Sendo seu verdadeiro pai, Wang Maolin refletiu por um momento e puxou Meng Banyan para sentar ao seu lado.

— Já que você tocou no assunto, deve ter pensado bem. Converse com o vovô sobre o que quer fazer.

— Já falei com o oficial Meng e os funcionários do governo, está tudo acertado. Se nossas famílias concordarem, podemos ir ao tribunal e obter a certidão de divórcio para resolver tudo.

— A relação com a família Zhang tem sido constante, sempre enviam presentes nas festas anuais. Não podemos perder a cortesia, então quero que o tio e o primo me acompanhem para resolver isso logo.

Meng Banyan pensou nessa questão por anos, e falou sem rodeios, como se despejasse feijões de um bambu:

— Minha mãe ficou em casa tantos anos, e eu preparei o dote para ela. Tenho duzentos mu de terra medicinal, vou dar metade para ela levar.

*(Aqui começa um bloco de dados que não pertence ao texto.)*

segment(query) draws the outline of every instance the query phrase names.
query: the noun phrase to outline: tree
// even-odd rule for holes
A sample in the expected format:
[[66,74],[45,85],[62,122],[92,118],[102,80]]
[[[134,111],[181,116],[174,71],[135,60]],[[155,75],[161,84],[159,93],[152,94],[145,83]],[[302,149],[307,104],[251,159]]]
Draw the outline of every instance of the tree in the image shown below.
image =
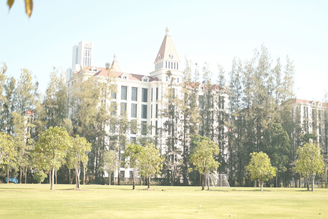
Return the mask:
[[71,137],[62,127],[50,127],[41,135],[35,144],[33,155],[39,169],[51,171],[51,189],[53,190],[55,170],[64,162],[67,150],[72,143]]
[[108,184],[111,184],[111,175],[113,173],[114,184],[115,184],[115,170],[118,166],[118,153],[116,151],[108,151],[103,154],[102,159],[100,162],[100,166],[108,174]]
[[262,151],[251,153],[251,160],[245,167],[249,171],[251,180],[257,179],[261,185],[261,191],[263,191],[263,183],[276,176],[276,169],[271,165],[270,158],[266,154]]
[[[76,185],[75,188],[79,189],[81,163],[82,163],[83,172],[85,173],[86,164],[88,160],[88,156],[86,153],[91,150],[91,144],[89,143],[85,138],[80,137],[78,134],[72,139],[72,143],[69,146],[67,155],[68,158],[67,166],[70,169],[75,169]],[[83,184],[85,180],[85,177],[84,177]]]
[[150,189],[150,179],[152,175],[159,173],[163,168],[164,158],[158,150],[152,143],[149,144],[143,148],[140,157],[140,172],[148,177],[148,188]]
[[11,136],[0,132],[0,167],[7,165],[7,183],[9,183],[9,169],[10,167],[15,167],[12,162],[15,161],[16,151]]
[[[9,7],[10,9],[11,8],[12,4],[14,4],[15,0],[8,0],[7,1],[7,4]],[[25,0],[25,9],[29,17],[31,16],[32,13],[32,10],[33,8],[33,2],[32,0]]]
[[310,177],[312,182],[311,191],[313,192],[314,191],[314,178],[316,175],[323,172],[324,164],[321,151],[319,147],[309,143],[305,144],[296,151],[296,154],[298,157],[296,160],[294,169],[300,174]]
[[291,142],[287,132],[280,123],[272,124],[269,137],[268,151],[271,158],[272,165],[277,169],[276,186],[277,187],[278,173],[283,173],[287,170],[286,166],[291,156]]
[[31,138],[30,131],[35,126],[30,123],[21,122],[15,127],[15,136],[14,137],[15,144],[17,147],[16,161],[19,169],[19,183],[22,183],[22,175],[23,170],[25,170],[25,178],[27,170],[29,165],[30,153],[33,148],[34,141]]
[[35,173],[33,179],[36,180],[39,184],[41,183],[41,182],[43,182],[45,179],[47,178],[47,174],[41,170],[39,170]]
[[195,146],[191,153],[190,161],[195,166],[194,169],[203,175],[202,190],[204,190],[206,174],[210,169],[216,170],[220,164],[213,158],[214,155],[219,154],[220,150],[217,145],[208,137],[196,134],[192,136],[192,139]]
[[[135,175],[140,171],[139,161],[143,150],[144,147],[136,144],[131,143],[128,144],[125,148],[124,151],[124,156],[126,158],[125,161],[123,161],[123,164],[126,169],[129,166],[132,168],[133,173],[133,185],[132,190],[135,190],[134,178]],[[129,158],[127,160],[126,158]]]

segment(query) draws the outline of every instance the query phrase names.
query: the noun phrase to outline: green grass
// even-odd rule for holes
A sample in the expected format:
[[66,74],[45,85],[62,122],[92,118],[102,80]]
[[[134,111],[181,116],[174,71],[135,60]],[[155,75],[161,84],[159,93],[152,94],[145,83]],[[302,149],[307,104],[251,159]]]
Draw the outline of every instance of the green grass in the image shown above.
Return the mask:
[[54,187],[51,191],[49,184],[0,184],[0,218],[328,218],[325,189]]

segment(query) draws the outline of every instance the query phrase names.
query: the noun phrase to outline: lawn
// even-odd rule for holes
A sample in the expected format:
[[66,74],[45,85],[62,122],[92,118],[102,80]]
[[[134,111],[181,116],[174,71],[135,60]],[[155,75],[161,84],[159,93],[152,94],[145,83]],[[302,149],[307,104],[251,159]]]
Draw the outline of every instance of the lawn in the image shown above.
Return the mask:
[[0,184],[0,218],[328,218],[328,189]]

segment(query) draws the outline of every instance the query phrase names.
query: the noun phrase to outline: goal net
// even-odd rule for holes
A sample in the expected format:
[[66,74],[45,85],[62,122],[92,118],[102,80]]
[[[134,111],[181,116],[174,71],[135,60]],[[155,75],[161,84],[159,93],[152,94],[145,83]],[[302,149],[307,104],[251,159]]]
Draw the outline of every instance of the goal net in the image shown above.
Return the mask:
[[205,178],[205,186],[230,187],[225,174],[206,174]]

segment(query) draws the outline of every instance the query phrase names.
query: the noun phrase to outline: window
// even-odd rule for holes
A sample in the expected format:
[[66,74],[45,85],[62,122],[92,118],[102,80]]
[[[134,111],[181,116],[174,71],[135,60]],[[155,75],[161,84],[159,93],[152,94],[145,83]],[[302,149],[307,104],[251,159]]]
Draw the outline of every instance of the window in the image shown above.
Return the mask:
[[147,102],[147,95],[148,94],[148,89],[143,88],[141,89],[141,102]]
[[121,103],[121,114],[122,115],[126,112],[126,103]]
[[111,103],[111,113],[112,115],[116,114],[116,102],[112,101]]
[[[125,161],[125,158],[124,157],[124,154],[121,154],[121,161]],[[121,168],[124,168],[125,167],[124,166],[124,165],[122,165],[122,163],[121,163]],[[124,177],[124,174],[123,174],[123,177],[121,177],[120,176],[120,177]]]
[[112,92],[112,98],[113,99],[116,99],[116,92]]
[[204,107],[204,96],[202,95],[199,95],[198,97],[198,101],[199,102],[199,107],[201,109],[203,109]]
[[303,113],[304,114],[304,118],[309,118],[309,114],[308,111],[307,107],[304,107],[303,110],[304,110]]
[[128,87],[126,86],[121,86],[121,99],[126,100],[127,91]]
[[141,105],[141,118],[147,118],[147,105]]
[[155,134],[157,134],[157,121],[155,121]]
[[[132,134],[136,134],[137,132],[137,120],[133,119],[131,120],[131,126],[130,128],[131,133]],[[134,137],[134,141],[136,140],[135,137]],[[131,139],[132,139],[131,138]]]
[[158,105],[156,104],[156,111],[155,111],[155,117],[156,117],[156,118],[157,118],[157,110],[158,109]]
[[125,171],[124,171],[124,170],[121,170],[121,171],[120,171],[120,178],[124,178],[125,177],[124,174],[125,173]]
[[131,104],[131,117],[137,117],[137,105],[136,104]]
[[141,133],[142,135],[145,135],[147,134],[147,122],[146,121],[141,121]]
[[131,94],[131,100],[133,101],[137,101],[137,95],[138,93],[138,88],[132,87],[132,91]]

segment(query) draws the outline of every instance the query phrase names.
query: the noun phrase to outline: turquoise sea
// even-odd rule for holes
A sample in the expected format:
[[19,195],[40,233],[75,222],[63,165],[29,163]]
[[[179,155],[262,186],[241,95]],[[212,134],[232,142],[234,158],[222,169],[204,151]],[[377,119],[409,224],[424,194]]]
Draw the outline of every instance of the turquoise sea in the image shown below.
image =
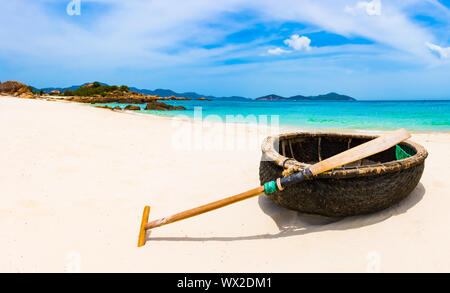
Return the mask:
[[[450,101],[165,101],[181,105],[185,111],[140,111],[163,116],[194,117],[201,109],[203,118],[217,115],[225,121],[227,115],[244,118],[277,115],[280,126],[313,129],[384,130],[407,128],[411,131],[450,131]],[[103,104],[104,105],[104,104]],[[108,104],[110,106],[124,104]],[[142,108],[145,105],[141,105]],[[201,107],[201,108],[199,108]],[[194,111],[197,109],[197,112]],[[242,117],[241,116],[241,117]],[[249,119],[252,120],[252,119]],[[274,120],[275,121],[275,120]],[[239,121],[238,121],[239,122]]]

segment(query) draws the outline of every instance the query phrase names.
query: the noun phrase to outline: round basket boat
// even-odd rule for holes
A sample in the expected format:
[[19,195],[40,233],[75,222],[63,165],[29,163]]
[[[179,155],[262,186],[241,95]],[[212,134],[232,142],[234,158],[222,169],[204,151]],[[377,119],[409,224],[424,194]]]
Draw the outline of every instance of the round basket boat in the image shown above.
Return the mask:
[[[305,132],[268,137],[262,145],[261,184],[376,137]],[[411,193],[422,176],[427,155],[421,145],[405,141],[268,196],[283,207],[304,213],[329,217],[372,213],[401,201]]]

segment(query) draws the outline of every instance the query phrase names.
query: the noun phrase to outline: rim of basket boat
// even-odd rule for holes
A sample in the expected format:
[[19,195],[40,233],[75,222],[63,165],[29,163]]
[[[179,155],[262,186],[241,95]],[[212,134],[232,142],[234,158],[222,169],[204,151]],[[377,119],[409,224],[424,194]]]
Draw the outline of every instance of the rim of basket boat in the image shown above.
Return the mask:
[[[360,138],[360,139],[374,139],[377,138],[378,135],[365,135],[365,134],[341,134],[341,133],[333,133],[333,132],[290,132],[275,136],[267,137],[262,143],[262,152],[263,154],[271,161],[275,162],[280,167],[284,169],[294,168],[294,169],[303,169],[308,164],[299,162],[294,158],[289,158],[281,155],[275,150],[275,144],[279,144],[280,140],[291,140],[295,142],[296,138],[304,138],[304,137],[348,137],[348,138]],[[362,166],[352,166],[352,167],[339,167],[334,168],[330,171],[326,171],[317,175],[317,177],[349,177],[349,176],[364,176],[364,175],[376,175],[376,174],[384,174],[395,171],[400,171],[404,169],[411,168],[413,166],[422,164],[426,157],[428,156],[428,152],[426,149],[418,143],[415,143],[411,140],[403,141],[401,144],[408,146],[416,151],[416,154],[401,160],[394,160],[385,163],[377,163],[377,164],[369,164]]]

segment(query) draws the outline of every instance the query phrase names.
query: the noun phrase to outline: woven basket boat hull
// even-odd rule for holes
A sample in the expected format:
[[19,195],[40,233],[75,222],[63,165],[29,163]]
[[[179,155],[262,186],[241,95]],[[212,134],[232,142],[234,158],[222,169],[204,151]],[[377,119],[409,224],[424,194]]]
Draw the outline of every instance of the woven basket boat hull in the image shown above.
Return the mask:
[[[261,184],[282,177],[285,169],[304,168],[373,138],[376,136],[335,133],[290,133],[269,137],[262,147]],[[414,155],[396,160],[393,147],[268,196],[283,207],[330,217],[385,209],[407,197],[417,186],[428,155],[422,146],[411,141],[400,146]]]

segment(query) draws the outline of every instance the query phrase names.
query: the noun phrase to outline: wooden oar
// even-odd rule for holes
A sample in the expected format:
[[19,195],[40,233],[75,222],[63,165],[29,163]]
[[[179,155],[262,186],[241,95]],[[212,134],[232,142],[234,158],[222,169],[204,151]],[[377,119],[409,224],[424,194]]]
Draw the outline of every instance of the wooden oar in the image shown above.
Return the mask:
[[382,152],[384,150],[387,150],[396,144],[408,139],[411,137],[411,135],[406,131],[406,129],[399,129],[396,131],[393,131],[391,133],[382,135],[380,137],[377,137],[371,141],[368,141],[366,143],[360,144],[354,148],[348,149],[340,154],[337,154],[335,156],[332,156],[326,160],[320,161],[314,165],[311,165],[305,169],[303,169],[300,172],[294,173],[292,175],[289,175],[284,178],[278,178],[275,181],[270,181],[265,183],[264,185],[261,185],[260,187],[257,187],[255,189],[248,190],[246,192],[230,196],[215,202],[211,202],[190,210],[186,210],[183,212],[180,212],[178,214],[174,214],[169,217],[161,218],[158,220],[154,220],[151,222],[148,222],[148,216],[150,213],[150,207],[146,206],[144,208],[144,214],[142,216],[142,223],[141,223],[141,229],[139,231],[139,240],[138,240],[138,247],[141,247],[146,242],[146,230],[160,227],[163,225],[167,225],[170,223],[174,223],[180,220],[184,220],[193,216],[197,216],[227,205],[230,205],[232,203],[248,199],[263,193],[270,194],[278,190],[284,190],[289,185],[292,185],[294,183],[298,183],[300,181],[303,181],[305,179],[308,179],[314,175],[320,174],[322,172],[331,170],[333,168],[349,164],[351,162],[361,160],[363,158],[369,157],[371,155],[374,155],[376,153]]

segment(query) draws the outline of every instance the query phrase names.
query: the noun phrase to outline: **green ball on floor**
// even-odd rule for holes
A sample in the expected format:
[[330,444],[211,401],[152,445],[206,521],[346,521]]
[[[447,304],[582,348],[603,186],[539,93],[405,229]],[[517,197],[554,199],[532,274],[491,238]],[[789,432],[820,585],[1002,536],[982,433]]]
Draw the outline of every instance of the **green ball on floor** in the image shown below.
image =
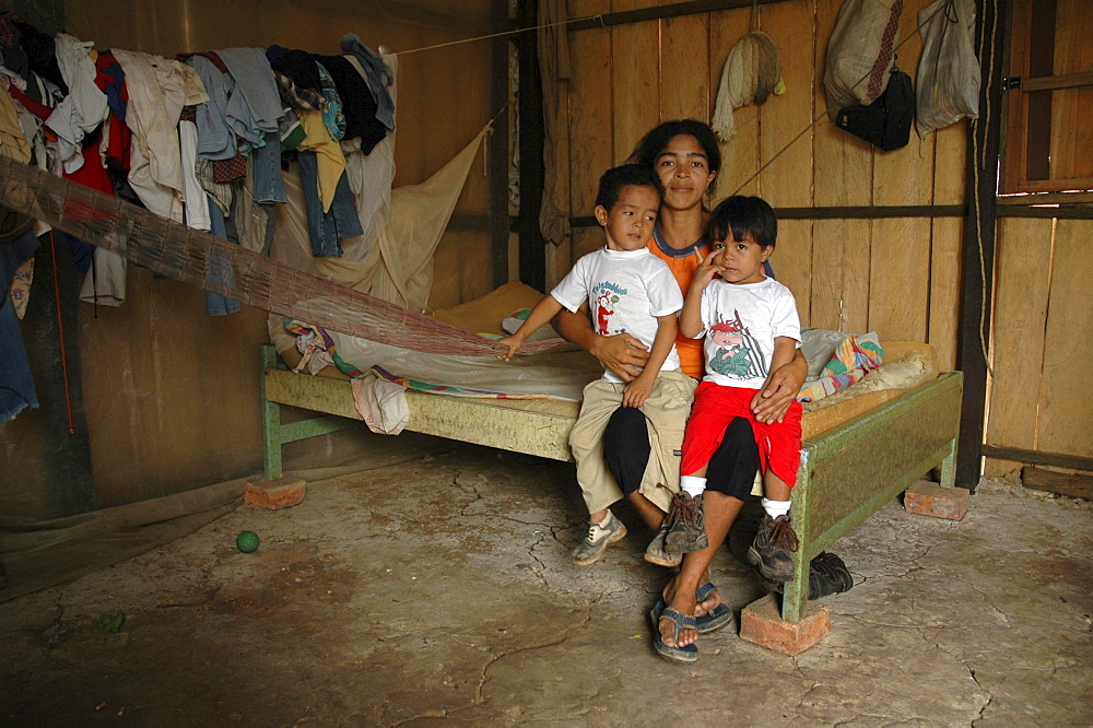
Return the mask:
[[258,533],[255,533],[254,531],[243,531],[235,539],[235,545],[237,545],[239,551],[243,553],[252,553],[257,551],[259,543]]

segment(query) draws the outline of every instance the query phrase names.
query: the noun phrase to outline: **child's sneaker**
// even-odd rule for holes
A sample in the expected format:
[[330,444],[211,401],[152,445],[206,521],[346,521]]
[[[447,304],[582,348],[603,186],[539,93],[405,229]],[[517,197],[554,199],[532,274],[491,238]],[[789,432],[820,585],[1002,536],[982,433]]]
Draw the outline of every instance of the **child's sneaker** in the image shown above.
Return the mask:
[[765,516],[755,540],[748,549],[748,561],[759,568],[763,578],[777,583],[788,582],[794,578],[794,557],[789,554],[797,551],[797,533],[794,532],[789,516]]
[[660,530],[657,535],[653,537],[649,541],[649,545],[645,549],[645,560],[650,564],[656,564],[657,566],[679,566],[683,563],[682,553],[669,553],[668,549],[665,547],[665,537],[668,536],[668,519],[665,518],[663,525],[661,525]]
[[595,564],[603,557],[603,552],[609,545],[621,541],[624,536],[626,527],[608,510],[608,522],[604,525],[600,526],[593,521],[585,524],[585,538],[573,550],[573,563],[577,566]]
[[[766,582],[767,586],[783,592],[784,585],[775,582]],[[821,551],[809,567],[809,601],[822,599],[833,594],[849,591],[854,587],[854,577],[850,576],[846,564],[836,554]]]
[[668,533],[665,536],[665,548],[670,553],[702,551],[709,545],[701,493],[691,497],[686,491],[680,491],[672,496],[672,507],[666,520]]

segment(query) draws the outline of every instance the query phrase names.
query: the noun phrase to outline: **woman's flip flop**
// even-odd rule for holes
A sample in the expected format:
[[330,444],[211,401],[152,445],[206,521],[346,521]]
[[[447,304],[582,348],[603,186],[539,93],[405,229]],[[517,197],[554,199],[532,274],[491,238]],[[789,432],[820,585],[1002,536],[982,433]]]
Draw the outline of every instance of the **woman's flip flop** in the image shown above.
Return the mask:
[[[706,582],[701,587],[695,589],[694,596],[701,604],[706,601],[709,595],[716,591],[717,587],[714,586],[714,583]],[[732,624],[732,610],[729,609],[722,601],[702,617],[696,617],[695,620],[698,622],[698,634],[709,634],[710,632],[717,632],[718,630]]]
[[690,665],[698,659],[698,645],[692,644],[685,647],[669,647],[660,637],[660,620],[670,620],[672,622],[674,625],[672,637],[678,643],[680,638],[680,630],[685,630],[687,627],[692,630],[697,629],[697,623],[693,617],[678,612],[670,607],[665,607],[659,611],[656,607],[654,607],[653,611],[649,612],[649,620],[653,622],[653,645],[657,648],[658,655],[667,660],[671,660],[672,662],[683,662],[686,665]]

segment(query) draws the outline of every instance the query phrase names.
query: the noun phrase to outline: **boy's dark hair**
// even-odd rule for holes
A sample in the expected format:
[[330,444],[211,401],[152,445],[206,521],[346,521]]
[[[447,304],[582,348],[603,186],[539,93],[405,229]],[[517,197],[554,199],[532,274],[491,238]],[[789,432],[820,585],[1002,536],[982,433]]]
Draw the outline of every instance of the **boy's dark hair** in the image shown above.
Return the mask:
[[[668,146],[668,142],[680,134],[686,134],[697,139],[698,145],[702,146],[702,151],[706,153],[706,161],[709,164],[709,171],[721,171],[721,150],[717,145],[717,137],[714,134],[714,130],[709,128],[708,124],[703,124],[696,119],[677,119],[674,121],[665,121],[663,124],[657,125],[650,129],[647,134],[642,137],[642,141],[637,142],[637,148],[634,149],[634,152],[626,161],[654,169],[657,164],[657,157],[660,156],[660,153],[665,151],[666,146]],[[709,183],[708,189],[710,192],[714,191],[714,187],[716,185],[717,177],[714,177],[714,179]]]
[[665,196],[665,186],[660,184],[660,177],[653,169],[637,164],[624,164],[621,167],[611,167],[600,177],[600,189],[596,193],[596,204],[602,204],[604,210],[611,212],[611,208],[619,201],[622,188],[627,185],[651,187],[657,190],[658,198]]
[[778,239],[778,218],[766,200],[733,195],[709,213],[709,239],[727,240],[730,233],[737,243],[751,234],[761,247],[773,248]]

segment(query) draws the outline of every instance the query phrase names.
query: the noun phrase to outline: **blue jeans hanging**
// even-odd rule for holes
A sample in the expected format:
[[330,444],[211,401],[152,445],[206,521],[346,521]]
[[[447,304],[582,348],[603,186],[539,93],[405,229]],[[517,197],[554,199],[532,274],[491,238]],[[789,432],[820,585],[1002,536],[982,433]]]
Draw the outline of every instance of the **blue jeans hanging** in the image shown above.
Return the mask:
[[345,175],[338,179],[334,200],[329,212],[322,212],[319,199],[318,162],[315,152],[299,152],[299,181],[304,188],[304,212],[307,215],[307,232],[312,238],[312,255],[316,258],[340,256],[340,239],[364,235],[361,219],[356,214],[356,203],[349,188]]

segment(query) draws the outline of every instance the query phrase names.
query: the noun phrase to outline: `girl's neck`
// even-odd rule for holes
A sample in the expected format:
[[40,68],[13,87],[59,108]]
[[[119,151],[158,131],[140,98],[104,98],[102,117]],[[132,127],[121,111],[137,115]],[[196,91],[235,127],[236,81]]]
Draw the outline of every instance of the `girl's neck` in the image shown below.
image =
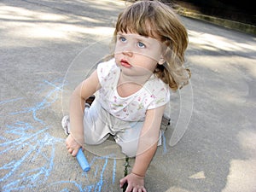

Também tenho outras coisas que ela merece. Quando minha mãe se casou com meu pai, preparei tudo para ela, agora vou fazer o mesmo, para que a família Zhang não a despreze.

— Besteira! As terras medicinais foram adquiridas pelo seu avô quando jovem, você não pode simplesmente dividir assim.

Wang Maolin ficou cada vez mais alarmado, mas também entendeu que a neta não falava por impulso, estava decidida.

— Meu avô já decidiu isso quando estava vivo — Meng Banyan disse, sabendo que o avô não aceitaria facilmente, e mostrou a escritura da terra, que já estava no nome da mãe há quatro anos.

Wang Maolin pegou a escritura com as mãos trêmulas como se estivesse tremendo de frio. Meng Banyan, temendo que ele a rasgasse, apressou-se a pegar de volta:

— Vovô, só um aceno de cabeça, por favor.